Long-running MCP tools in headless jobs should set CLAUDE_CODE_MCP_TOOL_IDLE_TIMEOUT deliberately
instead of relying on the default. Recent releases also reduced misleading MCP status reporting, but
automation should still judge MCP health from command exit codes and logs rather than the interactive
/mcp view.
Run And Verify Skills
Current Claude Code includes the /run and /verify bundled skills, plus /run-skill-generator, for
app-level checks. /run and /verify infer the launch from your project type (CLI, server, TUI,
browser-driven) and from your README, package.json, or Makefile. They are useful when a change must
be observed in a running app rather than inferred from tests alone.
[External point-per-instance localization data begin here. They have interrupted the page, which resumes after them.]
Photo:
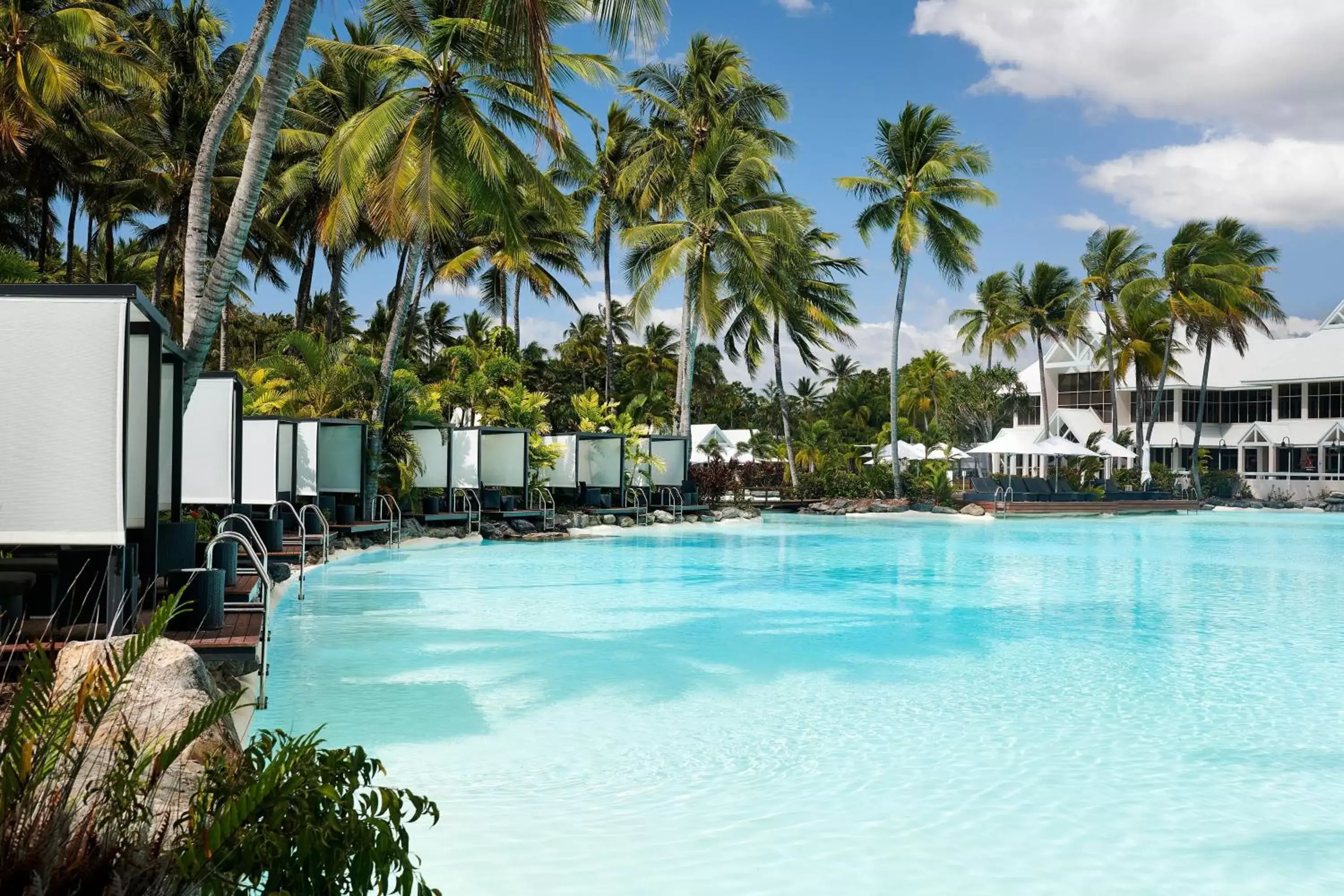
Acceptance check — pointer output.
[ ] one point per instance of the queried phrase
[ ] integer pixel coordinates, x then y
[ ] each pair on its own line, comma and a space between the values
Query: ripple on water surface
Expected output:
1147, 706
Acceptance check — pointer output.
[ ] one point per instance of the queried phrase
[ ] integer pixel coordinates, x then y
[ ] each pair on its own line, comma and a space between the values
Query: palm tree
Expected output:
1053, 307
728, 218
842, 370
916, 185
1198, 271
991, 320
799, 293
691, 107
1115, 258
1234, 314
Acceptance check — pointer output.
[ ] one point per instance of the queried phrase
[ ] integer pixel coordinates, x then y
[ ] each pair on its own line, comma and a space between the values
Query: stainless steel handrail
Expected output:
264, 574
303, 539
322, 517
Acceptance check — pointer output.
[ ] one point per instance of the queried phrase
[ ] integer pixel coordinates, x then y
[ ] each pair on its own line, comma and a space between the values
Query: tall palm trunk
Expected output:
306, 285
205, 308
1111, 374
1199, 421
203, 177
70, 234
611, 324
335, 293
896, 374
518, 323
784, 406
397, 327
1155, 412
683, 410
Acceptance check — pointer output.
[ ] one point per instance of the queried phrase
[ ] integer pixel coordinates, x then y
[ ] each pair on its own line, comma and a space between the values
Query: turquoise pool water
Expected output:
854, 706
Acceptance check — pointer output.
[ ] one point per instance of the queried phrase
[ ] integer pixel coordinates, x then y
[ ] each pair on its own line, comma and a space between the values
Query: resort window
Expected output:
1086, 390
1326, 401
1166, 412
1291, 402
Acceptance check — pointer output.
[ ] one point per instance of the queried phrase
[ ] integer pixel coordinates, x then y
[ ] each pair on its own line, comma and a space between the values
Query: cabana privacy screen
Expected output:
596, 460
487, 457
213, 443
90, 418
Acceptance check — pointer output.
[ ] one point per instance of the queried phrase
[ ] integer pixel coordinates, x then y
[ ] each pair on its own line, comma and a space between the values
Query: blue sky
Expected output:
1125, 113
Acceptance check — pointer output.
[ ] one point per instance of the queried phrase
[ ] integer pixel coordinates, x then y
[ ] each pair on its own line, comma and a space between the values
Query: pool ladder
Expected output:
385, 503
670, 496
471, 505
640, 504
541, 499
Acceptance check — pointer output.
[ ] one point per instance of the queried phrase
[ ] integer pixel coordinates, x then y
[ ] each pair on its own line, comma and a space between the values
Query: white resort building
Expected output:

/run-skill-generator runs once per project (and again when the build or launch process changes): it
gets the app running from a clean environment, captures what worked, and commits it as a per-project
skill under .claude/skills/run-<name>/ so later runs follow the recorded recipe instead of
rediscovering it.
Slash commands are interactive-only
User-invoked skills and built-in commands such as /run, /verify, and /code-review are only
available in interactive mode. In -p (headless) mode they cannot be called as slash commands —
describe the task you want accomplished in the prompt instead. In CI, only rely on these after the
project-specific run skill can build and launch from a clean checkout.
Output Review
Headless output should answer:
- What files or commits were inspected?
- What exact issue was found?
- What evidence supports it?
- What command or test confirms the result?
If the output cannot support those questions, narrow the prompt or add structured reporting.